We investigated whether angiotensin II (ANG II), a peptide that plays a central role in the genesis of hypertension, alters the coupling between synaptic activity and cerebral blood flow (CBF), a critical homeostatic mechanism that assures adequate cerebral perfusion to active brain regions. The somatosensory cortex was activated by stroking the facial whiskers in anesthetized C57BL/6J mice while local CBF was recorded by laser-Doppler flowmetry. Intravenous ANG II infusion (0.25 mug.kg-1.min-1) increased mean arterial pressure (MAP) from 82 +/- 2 to 102 +/- 3 mmHg (P < 0.05) without affecting resting CBF (P > 0.05).

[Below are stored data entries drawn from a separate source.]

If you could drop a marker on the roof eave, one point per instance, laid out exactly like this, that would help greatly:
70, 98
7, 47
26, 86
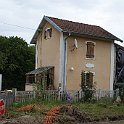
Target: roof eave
91, 36
40, 27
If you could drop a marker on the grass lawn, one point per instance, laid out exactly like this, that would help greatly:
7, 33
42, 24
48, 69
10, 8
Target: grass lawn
98, 111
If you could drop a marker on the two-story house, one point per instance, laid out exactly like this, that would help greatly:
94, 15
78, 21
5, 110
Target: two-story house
65, 49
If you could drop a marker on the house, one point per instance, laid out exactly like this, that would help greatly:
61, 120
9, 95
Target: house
66, 49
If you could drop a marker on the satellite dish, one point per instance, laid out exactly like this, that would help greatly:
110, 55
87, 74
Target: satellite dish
75, 43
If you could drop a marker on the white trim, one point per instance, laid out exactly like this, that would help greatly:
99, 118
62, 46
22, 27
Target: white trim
61, 61
112, 67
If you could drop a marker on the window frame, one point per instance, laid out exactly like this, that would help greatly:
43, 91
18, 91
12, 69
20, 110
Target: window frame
92, 56
85, 76
47, 33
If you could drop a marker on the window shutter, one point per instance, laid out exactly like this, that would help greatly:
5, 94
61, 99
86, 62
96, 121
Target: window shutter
45, 34
90, 50
83, 79
89, 78
50, 32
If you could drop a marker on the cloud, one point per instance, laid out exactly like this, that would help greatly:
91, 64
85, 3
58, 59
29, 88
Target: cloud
108, 14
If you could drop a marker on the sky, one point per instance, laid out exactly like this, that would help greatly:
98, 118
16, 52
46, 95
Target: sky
22, 17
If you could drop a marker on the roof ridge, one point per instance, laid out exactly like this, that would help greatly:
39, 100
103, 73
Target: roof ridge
73, 21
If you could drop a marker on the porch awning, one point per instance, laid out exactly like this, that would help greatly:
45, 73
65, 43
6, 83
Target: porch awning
40, 70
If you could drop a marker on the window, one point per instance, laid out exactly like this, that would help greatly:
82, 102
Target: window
48, 33
90, 50
87, 78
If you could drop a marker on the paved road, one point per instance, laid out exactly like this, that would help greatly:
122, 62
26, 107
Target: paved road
113, 122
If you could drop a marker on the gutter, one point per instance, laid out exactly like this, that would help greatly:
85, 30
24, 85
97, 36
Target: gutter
65, 61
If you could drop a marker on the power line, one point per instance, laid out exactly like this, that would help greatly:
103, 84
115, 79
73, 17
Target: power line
17, 26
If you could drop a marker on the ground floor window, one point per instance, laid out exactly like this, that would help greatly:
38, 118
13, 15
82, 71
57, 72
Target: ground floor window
86, 78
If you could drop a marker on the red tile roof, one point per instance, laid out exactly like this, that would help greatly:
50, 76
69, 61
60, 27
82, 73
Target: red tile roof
83, 29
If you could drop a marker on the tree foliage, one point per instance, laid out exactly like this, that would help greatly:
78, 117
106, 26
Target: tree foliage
16, 59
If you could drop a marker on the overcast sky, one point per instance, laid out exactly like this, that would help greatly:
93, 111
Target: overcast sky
108, 14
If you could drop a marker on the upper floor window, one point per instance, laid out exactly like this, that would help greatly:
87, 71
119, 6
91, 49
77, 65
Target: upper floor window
90, 49
48, 33
87, 78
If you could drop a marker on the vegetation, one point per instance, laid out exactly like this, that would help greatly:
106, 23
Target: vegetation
63, 112
16, 59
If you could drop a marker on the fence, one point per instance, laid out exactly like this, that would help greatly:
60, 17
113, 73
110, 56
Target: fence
16, 96
73, 95
22, 96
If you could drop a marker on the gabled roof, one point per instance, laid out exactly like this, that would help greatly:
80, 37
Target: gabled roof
76, 28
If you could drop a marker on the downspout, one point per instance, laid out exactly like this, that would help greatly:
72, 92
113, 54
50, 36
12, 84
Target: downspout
65, 61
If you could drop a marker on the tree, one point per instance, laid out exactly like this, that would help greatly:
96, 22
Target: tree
16, 59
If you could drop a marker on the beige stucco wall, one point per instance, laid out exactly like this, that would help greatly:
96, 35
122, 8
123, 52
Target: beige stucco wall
77, 60
49, 52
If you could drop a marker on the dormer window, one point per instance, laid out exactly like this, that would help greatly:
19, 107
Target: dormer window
48, 33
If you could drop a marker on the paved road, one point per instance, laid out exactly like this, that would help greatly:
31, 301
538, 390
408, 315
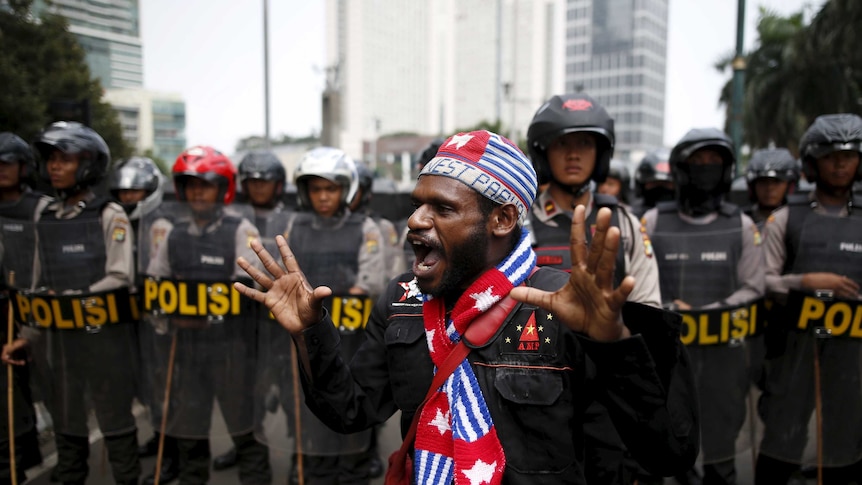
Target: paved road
100, 473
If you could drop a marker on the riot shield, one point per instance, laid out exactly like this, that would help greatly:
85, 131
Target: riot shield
813, 397
281, 413
198, 335
84, 353
698, 267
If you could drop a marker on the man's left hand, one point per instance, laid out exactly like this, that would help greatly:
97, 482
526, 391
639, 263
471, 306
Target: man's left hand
588, 302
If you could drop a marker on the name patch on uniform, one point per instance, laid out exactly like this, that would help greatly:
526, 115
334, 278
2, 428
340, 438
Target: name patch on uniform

ANG II attenuated the CBF increase produced by whisker stimulation by 65% (P < 0.05) but did not affect the response to hypercapnia or to neocortical application of the nitric oxide donor S-nitroso-N-acetyl penicillamine (P > 0.05). The effect of ANG II on functional hyperemia persisted if the elevation in MAP was offset by controlled hemorrhage or prevented by topical application of the peptide to the activated cortex. ANG II did not reduce the amplitude of the P1 wave of the field potentials evoked by whisker stimulation (P > 0.05). Infusion of phenylephrine increased MAP (P > 0.05 from ANG II) but did not alter the functional hyperemic response (P > 0.05). The data suggest that ANG II alters the coupling between CBF and neural activity. The mechanisms of the effect are not related to the elevation in MAP and/or to inhibition of the synaptic activity evoked by whisker stimulation. The imbalance between CBF and neural activity induced by ANG II may alter the homeostasis of the neuronal microenvironment and contribute to brain dysfunction during ANG II-induced hypertension.
我们研究了血管紧张素II(ANG II)这种在高血压发生过程中起核心作用的肽,是否会改变突触活动与脑血流量(CBF)之间的耦合,CBF是一种关键的稳态机制,可确保向活跃的脑区提供充足的脑灌注。在麻醉的C57BL/6J小鼠中,通过轻抚面部胡须激活体感皮层,同时用激光多普勒血流仪记录局部CBF。静脉输注ANG II(0.25μg·kg-1·min-1)使平均动脉压(MAP)从82±2 mmHg升高至102±3 mmHg(P<0.05),但不影响静息CBF(P>0.05)。ANG II使胡须刺激引起的CBF增加减弱了65%(P<0.05),但不影响对高碳酸血症或向新皮层应用一氧化氮供体S-亚硝基-N-乙酰青霉胺的反应(P>0.05)。如果通过控制性出血抵消MAP的升高,或通过将该肽局部应用于激活的皮层来预防MAP升高,ANG II对功能性充血的作用仍然存在。ANG II并未降低胡须刺激诱发的场电位P1波的幅度(P>0.05)。输注去氧肾上腺素可升高MAP(与ANG II相比P>0.05),但不改变功能性充血反应(P>0.05)。数据表明,ANG II改变了CBF与神经活动之间的耦合。该效应的机制与MAP升高和/或与抑制胡须刺激诱发的突触活动无关。ANG II诱导的CBF与神经活动之间的失衡可能会改变神经元微环境的稳态,并导致ANG II诱导的高血压期间的脑功能障碍。